Confirmant l’ampleur du travail qui reste à faire sur l’œuvre peu connue de Bersianik, l’entreprise de France Théoret se distingue par son habileté à suivre Bersianik dans les élans, voire les envolées entre fiction et théorie qui demeurent, encore aujourd’hui, difficilement égalées au Québec dans le paysage littéraire féministe (ne serait-ce que par Martine Delvaux ou Catherine Mavrikakis). Ce faisant, la forme de l’entretien laisse place à une certaine divagation et donc, au mouvement même de la pensée dite « cosmique » de Bersianik. Je n’irais pourtant pas jusqu’à dire que les entretiens parviennent à transmettre la grande lucidité et l’ampleur du risque que prend et relance la langue d’un texte comme Le Pique-nique sur l’Acropole. Or, s’il y a parfois un léger décalage entre certains propos plus ou moins nuancés que tient Bersianik et la complexité des débats féministes à l’heure actuelle, la grande force du recueil tient à sa façon de présenter Louky Bersianik non seulement comme pionnière de la féminisation de la langue, mais surtout comme figure incontournable d’une littérature, d’une « fresque » qui reste encore à faire.
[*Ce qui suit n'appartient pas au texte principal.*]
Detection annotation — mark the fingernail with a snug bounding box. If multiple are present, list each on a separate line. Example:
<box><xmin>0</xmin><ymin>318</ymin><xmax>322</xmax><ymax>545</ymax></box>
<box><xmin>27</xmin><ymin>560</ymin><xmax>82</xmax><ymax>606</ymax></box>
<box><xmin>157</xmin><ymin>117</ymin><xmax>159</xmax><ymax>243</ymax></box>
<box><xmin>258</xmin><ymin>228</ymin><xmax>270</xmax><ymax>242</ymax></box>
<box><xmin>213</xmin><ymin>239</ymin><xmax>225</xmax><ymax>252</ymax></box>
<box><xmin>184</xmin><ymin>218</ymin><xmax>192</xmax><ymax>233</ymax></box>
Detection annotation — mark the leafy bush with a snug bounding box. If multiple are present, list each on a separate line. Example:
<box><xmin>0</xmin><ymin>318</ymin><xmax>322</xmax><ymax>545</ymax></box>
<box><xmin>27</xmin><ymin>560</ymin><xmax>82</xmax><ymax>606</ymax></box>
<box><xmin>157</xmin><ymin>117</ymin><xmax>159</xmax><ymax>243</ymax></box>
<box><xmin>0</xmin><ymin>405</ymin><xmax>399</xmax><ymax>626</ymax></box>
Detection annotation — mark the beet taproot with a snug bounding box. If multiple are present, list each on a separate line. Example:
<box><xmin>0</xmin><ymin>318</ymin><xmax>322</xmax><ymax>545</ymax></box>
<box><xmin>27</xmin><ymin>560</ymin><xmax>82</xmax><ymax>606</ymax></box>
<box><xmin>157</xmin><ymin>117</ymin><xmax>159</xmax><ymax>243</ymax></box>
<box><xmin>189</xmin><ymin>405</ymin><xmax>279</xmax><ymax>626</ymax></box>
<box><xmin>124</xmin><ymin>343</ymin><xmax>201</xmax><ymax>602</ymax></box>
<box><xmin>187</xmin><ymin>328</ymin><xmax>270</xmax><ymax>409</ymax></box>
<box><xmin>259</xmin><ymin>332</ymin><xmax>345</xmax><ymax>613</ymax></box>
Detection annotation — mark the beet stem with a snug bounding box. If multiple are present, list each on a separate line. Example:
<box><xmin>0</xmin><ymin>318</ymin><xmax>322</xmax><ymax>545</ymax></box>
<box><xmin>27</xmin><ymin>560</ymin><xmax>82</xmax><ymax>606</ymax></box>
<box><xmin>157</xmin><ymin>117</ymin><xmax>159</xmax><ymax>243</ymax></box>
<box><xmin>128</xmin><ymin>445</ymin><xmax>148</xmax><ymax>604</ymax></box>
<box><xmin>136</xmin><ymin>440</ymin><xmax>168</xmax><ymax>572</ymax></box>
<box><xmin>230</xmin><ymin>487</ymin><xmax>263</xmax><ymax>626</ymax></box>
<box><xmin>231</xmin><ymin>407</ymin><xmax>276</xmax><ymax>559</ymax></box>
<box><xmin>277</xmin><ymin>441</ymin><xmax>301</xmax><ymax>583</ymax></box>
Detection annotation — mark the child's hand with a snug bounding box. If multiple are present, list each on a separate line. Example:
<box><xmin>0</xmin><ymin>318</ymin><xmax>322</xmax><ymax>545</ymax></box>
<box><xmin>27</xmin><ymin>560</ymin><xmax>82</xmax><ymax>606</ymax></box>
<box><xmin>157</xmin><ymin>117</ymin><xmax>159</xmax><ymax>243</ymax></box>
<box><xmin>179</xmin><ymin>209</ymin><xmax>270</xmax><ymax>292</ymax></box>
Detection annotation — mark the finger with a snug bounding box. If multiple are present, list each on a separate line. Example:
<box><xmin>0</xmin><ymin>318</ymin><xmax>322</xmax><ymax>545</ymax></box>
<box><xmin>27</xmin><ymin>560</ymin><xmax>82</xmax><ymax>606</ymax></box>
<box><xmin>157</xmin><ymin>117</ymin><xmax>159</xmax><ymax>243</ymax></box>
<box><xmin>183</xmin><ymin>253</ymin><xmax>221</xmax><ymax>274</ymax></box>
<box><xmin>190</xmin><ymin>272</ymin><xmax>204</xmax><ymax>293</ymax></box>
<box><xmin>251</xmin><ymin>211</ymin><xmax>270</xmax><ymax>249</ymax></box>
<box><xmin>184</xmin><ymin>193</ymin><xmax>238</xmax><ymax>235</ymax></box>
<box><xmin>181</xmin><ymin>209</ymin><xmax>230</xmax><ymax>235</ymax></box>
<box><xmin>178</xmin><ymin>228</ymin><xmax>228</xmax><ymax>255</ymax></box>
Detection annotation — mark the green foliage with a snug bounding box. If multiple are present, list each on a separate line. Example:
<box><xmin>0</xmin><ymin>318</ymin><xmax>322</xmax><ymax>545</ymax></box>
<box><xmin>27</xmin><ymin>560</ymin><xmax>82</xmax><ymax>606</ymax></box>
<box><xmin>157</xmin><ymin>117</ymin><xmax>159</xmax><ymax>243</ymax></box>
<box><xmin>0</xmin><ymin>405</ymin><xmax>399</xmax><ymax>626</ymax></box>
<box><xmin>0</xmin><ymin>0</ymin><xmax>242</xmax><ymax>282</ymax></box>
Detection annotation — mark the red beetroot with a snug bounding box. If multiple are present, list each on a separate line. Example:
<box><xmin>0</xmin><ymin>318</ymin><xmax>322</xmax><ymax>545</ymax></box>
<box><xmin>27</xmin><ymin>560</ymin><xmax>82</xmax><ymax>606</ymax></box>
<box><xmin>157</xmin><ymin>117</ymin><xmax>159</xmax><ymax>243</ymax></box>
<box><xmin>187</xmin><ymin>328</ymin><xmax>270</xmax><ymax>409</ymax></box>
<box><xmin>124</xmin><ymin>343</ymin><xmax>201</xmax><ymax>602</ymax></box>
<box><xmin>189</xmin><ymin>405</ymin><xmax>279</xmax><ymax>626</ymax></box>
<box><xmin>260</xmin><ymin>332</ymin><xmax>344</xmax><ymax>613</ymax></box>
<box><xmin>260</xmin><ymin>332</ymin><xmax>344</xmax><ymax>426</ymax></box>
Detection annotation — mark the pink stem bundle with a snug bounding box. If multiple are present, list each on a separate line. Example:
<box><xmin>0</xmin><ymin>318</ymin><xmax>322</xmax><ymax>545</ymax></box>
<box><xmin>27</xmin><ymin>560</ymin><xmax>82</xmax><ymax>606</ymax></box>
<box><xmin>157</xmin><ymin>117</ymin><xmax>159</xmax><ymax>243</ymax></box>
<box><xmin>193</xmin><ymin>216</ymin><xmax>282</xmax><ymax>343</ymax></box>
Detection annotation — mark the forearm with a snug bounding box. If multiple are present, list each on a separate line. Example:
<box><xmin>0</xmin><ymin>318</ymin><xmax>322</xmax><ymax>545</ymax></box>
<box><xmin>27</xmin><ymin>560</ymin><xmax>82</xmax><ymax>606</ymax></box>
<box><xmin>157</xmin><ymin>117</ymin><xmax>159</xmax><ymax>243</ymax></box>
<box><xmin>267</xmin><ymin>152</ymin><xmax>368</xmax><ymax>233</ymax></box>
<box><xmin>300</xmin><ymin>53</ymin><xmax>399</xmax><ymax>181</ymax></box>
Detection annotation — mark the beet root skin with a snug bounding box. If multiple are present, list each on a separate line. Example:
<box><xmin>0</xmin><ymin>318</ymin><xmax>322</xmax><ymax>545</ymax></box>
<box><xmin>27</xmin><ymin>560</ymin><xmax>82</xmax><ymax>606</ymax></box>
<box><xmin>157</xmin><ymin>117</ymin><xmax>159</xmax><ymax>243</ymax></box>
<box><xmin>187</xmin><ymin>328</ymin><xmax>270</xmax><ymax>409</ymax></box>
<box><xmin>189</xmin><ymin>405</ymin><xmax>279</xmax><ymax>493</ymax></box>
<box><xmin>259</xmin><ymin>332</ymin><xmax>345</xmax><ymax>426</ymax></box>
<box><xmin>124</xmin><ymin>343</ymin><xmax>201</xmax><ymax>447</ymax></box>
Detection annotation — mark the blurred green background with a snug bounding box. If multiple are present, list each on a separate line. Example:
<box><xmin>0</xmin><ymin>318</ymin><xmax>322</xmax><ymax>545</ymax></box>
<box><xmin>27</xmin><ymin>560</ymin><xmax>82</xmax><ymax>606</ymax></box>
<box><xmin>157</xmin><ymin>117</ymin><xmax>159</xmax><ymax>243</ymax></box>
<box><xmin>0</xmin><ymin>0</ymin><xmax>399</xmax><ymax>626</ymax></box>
Contrairement à la majorité, Théoret a lu Bersianik; non pas avec la bienveillance que force doucement l’amitié, mais bien avec l’intelligence vive qu’appellent l’engagement féministe et le souci de la transmission. Et s’il y a une chose que scellent les six entretiens (La mère, Le père, L’architecture de l’œuvre, La féminisation, La prédation, Vers la poésie) enregistrés cinq ans avant la mort de Louky Bersianik, c’est bien cette complicité, voire cette espérance qu’ont partagé pendant plus de trente ans les deux écrivaines à l’égard d’une écriture destinée, comme le féminisme, à aller dans tous les sens, à porter l’inattendu et bien sûr, à prendre le risque de l’invention. Malgré quelques glissements parfois douteux, L’écriture, c’est les cris aura permis à Bersianik de faire le point sur son travail gigantesque d’écrivaine, de « styliste » comme le dit Théoret, mais surtout, comme elle le dit elle-même, de « [s]’exprimer de cette façon-là » : dans un contexte où peut se déployer lentement, et gaiement, la parole féministe. Et où, ultimement, la digression, les aléas de la langue et la radicalité ne sont ni coupées au montage, ni reléguées au rang de sous-titres.

« Je veux tout! » disait l’Euguélionne.

[Hurlement]

[1] Xavière Gauthier, « Avant-propos », Les parleuses, Paris, Les éditions de Minuit, 1974, p. 8.